Unlike shoulder augmentation there is only one method to achieve shoulder width reduction. Shortening the length of the horizontally oriented clavicle bone allows the transverse width of the shoulders to move inward. This is done by performing a small segmental osteotomy at the inner third of the clavicle. Putting the two ends of the bone back together creates the narrowing effect. While the clavicle is not shaped like a completely straight cylinder, shortening its length creates a primary inward movement.
Putting the cut clavicle bone back together requires plate and screw fixation for stability and to allow primary bone healing. While extensive biomechanical studies have been done on the plate and screw fixation of clavicle fractures, no such work has been done on elective clavicle osteotomes. And certainly no studies have been done on the biomechanics of the clavicle bone that has been shortened which may or may not be different than a longer clavicle bone.
Drawing from work done on clavicle fracture repair, it is known that superior plate application provides better stability than an anterior plate placement. Also stainless steel plates of 3.5mm profile are used and are often quite long. But many clavicle fractures occur in the mid-or distal shaft locations and are often have angular or spiral fracture patterns. This poses different stability concerns and stability needs that are somewhat different than an elective osteotomy done on the inner third of the clavicle. It is somewhat analogous to comparing the fixation needs of a mandibular angle fracture vs that of a sagittal split ramus osteotomy.
As a result my current approach is to use 2.7mm titanium compression plate with either two or three holes on each side of the reunited bone segments.
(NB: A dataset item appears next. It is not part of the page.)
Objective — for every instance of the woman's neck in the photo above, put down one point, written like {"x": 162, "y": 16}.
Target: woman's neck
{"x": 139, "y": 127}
Bicortical screw placement is important and the length of the screws needed can be measured on the removed bone segment. It is important to add on the thickness of the plate when calculating screw lengths so they fully engage opposite cortex.
Because the incisional length is small long spanning plates can not be used and it is not even known if it is really necessary. Shortening the plate length to a few holes on each side seems adequate particularly with a compression style plate. But it is important to prevent rotational stresses when the primary fixation plate is shorter on a round bone shape. The application of second plate to resist rotation stress in the primary plate can be done either above or below the primary plate. This plate can use shorter monocortical screws.
Double plate fixation of clavicle reduction osteotomies provides good fixation that allows primary bone healing but also permits early mobilization in the first few weeks after surgery.